In a small but noteworthy fMRI study, British and Chinese researchers have found that two individuals born with a rare inability to feel physical pain evidence the same patterns of brain activity when pricked with a pin as four healthy, age-matched volunteers.
The finding, published as a research letter April 25 in JAMA Neurology, raises the question of whether the widely accepted “pain matrix”—considered a reliable biomarker for all manner of pain, including emotional distress—has much to do with pain per se.
Lead author Tim Salomons, PhD, of the University of Reading and colleagues describe their work using 3T fMRI to scan the brains of the six subjects while administering pain-inducing stimuli to the dorsum (backside) of the right hand.

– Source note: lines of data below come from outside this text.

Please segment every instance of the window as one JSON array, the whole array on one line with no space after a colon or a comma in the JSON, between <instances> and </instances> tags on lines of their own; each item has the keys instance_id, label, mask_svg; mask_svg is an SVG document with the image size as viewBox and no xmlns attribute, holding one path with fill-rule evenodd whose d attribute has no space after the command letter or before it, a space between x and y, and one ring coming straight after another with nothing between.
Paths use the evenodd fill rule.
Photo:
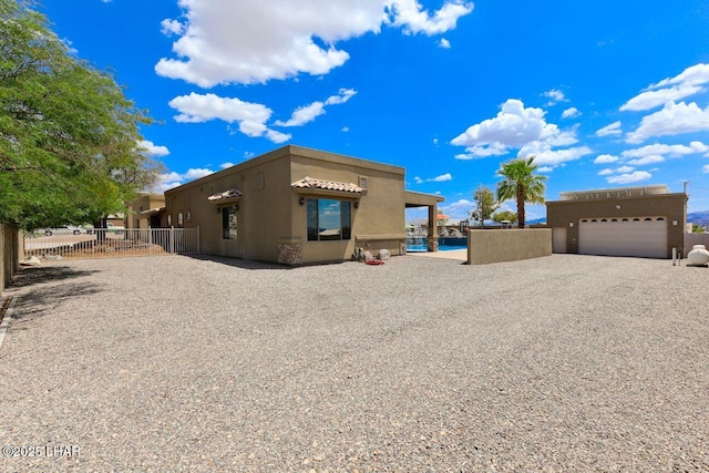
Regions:
<instances>
[{"instance_id":1,"label":"window","mask_svg":"<svg viewBox=\"0 0 709 473\"><path fill-rule=\"evenodd\" d=\"M236 239L236 206L222 207L222 239Z\"/></svg>"},{"instance_id":2,"label":"window","mask_svg":"<svg viewBox=\"0 0 709 473\"><path fill-rule=\"evenodd\" d=\"M330 198L308 199L308 241L350 239L350 203Z\"/></svg>"}]
</instances>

The four-person control group unanimously reported the stimuli as painful, recording the pain level at a mean of 3.2 on a scale of 0 (no pain) to 10 (intense pain), while the two pain-free individuals reported no perceptions of pain at all.
Meanwhile, in both pain-free individuals, the fMRI revealed normal activation of brain regions commonly activated by painful stimuli—the pain matrix—and there was no significant difference between patients and control individuals either across the entire pain matrix or in key pain-matrix regions.
In their discussion, Salomons et al. write that their observations “reinforce the need for caution in using pain-matrix responses for diagnosis or drug discovery,” adding that the findings “corroborate evidence that reported correlations between neuroimaging data and perceived pain have largely relied on non-pain-specific activities.”
“Examining how the brain gives rise to the unique perceptual experience of pain will require human neuroimaging to be supplemented by techniques that allow for causal inferences,” they conclude. “These include studies in nonhuman species where cell populations and circuitry can be genetically or chemically modified and human studies of individuals with relevant lesions or genetic mutations.”
Commenting on the study in the same edition of JAMA Neurology, Paul Geha, MD, and Stephen Waxman, MD, PhD, both of Yale, note that the results of the Salomons study add fuel to the doubts some have raised over the concept of the pain matrix.
“In fact, their demonstration of activity in the pain matrix without pain is in line with the observation that areas of the pain matrix are highly interconnected at rest, in the absence of any peripheral input,” write Geha and Waxman, “and form parts of one of the major resting-state brain networks.”
While acknowledging the major progress that has been made in this field over the past two decades, Geha and Waxman point out that the neuroscience community remains “unable to understand how conscious perception of pain arises, especially since there is no specialized brain tissue responding specifically to nociceptive input, like the primary somatosensory cortex responds to touch.”